A function $u : U \rightarrow \mathbb R$ is an element of the Hölder space $C^{\alpha}(U)$ if
- $\sup\limits_{x \in U} |u(x)| < \infty$
- $\sup\limits_{x,y \in U} \dfrac{|u(x) - u(y)|}{|x-y|^\alpha} < \infty$
A function $u : U \rightarrow \mathbb R$ is an element of the fractional Sobolev space $W^{\alpha,\infty}(U)$ if
- $\mathrm{esssup}_{x \in U} |u(x)| < \infty$
- $\mathrm{esssup}_{x,y \in U} \dfrac{|u(x) - u(y)|}{|x-y|^\alpha} < \infty$
Here, $\mathrm{esssup}$ denotes the essentially supremum.

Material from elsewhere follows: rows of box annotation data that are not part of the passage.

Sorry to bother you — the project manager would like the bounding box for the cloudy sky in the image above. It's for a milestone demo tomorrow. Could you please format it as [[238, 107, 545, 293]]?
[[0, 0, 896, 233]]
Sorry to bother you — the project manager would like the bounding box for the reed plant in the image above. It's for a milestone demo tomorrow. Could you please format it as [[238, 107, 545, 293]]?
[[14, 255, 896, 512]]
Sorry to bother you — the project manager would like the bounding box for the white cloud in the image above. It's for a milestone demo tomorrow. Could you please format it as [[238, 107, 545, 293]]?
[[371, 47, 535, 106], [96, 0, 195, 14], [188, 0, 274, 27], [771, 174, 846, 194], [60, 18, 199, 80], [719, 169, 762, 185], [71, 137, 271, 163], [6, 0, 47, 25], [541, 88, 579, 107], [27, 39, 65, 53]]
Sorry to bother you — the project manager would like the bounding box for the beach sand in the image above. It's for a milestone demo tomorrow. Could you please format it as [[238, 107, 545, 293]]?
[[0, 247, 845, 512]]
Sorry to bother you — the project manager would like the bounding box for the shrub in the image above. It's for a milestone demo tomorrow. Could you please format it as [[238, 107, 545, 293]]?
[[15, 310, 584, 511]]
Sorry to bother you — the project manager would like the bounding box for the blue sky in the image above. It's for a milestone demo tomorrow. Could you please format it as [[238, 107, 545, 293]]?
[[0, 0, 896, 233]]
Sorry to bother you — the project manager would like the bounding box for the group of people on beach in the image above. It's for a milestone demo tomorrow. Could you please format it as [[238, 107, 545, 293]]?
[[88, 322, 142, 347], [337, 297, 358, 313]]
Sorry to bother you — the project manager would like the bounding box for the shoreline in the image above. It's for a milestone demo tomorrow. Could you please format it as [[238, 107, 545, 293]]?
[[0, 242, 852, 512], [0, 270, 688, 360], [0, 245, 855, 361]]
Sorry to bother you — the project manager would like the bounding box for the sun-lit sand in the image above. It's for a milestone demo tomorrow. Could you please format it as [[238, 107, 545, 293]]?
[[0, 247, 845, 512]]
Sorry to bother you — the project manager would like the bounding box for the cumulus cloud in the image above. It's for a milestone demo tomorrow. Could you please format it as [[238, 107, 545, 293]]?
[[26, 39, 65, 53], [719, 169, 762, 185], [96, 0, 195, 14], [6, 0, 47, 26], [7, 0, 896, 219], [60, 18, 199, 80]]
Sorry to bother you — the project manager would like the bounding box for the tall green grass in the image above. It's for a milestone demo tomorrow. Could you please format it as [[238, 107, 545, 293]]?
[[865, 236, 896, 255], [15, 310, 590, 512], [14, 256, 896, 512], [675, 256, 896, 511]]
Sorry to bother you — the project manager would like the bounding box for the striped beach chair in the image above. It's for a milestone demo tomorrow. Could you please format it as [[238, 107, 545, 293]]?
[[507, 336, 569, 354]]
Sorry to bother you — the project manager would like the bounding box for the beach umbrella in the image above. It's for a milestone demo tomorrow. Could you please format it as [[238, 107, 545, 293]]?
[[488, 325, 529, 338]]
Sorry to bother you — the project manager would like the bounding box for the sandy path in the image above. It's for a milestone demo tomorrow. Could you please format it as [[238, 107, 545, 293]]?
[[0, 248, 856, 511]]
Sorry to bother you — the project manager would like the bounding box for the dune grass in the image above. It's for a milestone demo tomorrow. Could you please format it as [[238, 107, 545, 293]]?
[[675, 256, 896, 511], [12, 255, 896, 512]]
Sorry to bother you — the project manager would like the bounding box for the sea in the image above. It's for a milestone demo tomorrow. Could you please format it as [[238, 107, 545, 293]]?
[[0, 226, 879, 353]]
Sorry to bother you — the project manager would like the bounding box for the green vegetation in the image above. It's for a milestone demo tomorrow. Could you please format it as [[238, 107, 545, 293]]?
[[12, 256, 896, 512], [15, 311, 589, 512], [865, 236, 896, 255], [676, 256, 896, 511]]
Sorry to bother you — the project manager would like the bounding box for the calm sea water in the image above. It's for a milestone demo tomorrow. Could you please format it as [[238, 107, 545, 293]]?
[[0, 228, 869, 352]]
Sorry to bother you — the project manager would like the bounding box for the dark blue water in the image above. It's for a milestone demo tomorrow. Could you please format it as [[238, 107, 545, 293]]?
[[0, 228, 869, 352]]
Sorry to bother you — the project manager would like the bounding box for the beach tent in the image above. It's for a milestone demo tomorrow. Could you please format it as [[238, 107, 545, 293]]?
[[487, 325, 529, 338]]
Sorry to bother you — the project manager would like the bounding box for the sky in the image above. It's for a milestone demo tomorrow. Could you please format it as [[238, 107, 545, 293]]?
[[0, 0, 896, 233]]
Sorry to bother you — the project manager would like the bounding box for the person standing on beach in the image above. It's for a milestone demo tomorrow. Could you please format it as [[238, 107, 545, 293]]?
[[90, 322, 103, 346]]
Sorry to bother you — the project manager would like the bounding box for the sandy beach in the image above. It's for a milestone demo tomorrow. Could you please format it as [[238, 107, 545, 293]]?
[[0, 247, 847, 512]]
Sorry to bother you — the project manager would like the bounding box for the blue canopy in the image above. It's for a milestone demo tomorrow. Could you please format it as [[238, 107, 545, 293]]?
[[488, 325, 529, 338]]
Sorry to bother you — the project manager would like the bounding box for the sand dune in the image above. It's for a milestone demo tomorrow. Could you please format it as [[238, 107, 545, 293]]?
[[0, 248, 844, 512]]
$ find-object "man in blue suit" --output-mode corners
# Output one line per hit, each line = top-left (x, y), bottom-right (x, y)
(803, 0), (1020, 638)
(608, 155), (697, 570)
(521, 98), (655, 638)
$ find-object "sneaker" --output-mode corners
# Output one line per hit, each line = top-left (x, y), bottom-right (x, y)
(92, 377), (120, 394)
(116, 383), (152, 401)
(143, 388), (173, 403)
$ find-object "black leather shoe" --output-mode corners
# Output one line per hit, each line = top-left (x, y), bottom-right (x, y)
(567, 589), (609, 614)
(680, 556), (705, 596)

Clearly, $C^\alpha(U)$ is a subspace of $W^{\alpha,\infty}(U)$. Does the converse statement hold, that is, $W^{\alpha,\infty}(U)$ is a subspace of $C^\alpha(U)$?
The claim is true if $\alpha = 1$ when $U$ has sufficient boundary regularity, in which case we just deal with Rademacher's theorem: a function is Lipschitz continuous if and only if it is essentially bounded with essentially bounded derivatives.
The generalization is claimed in the Encyclopedia of Math but no reference is given.
Does there exist a short proof or an explicit reference in the literature (paper, textbook)?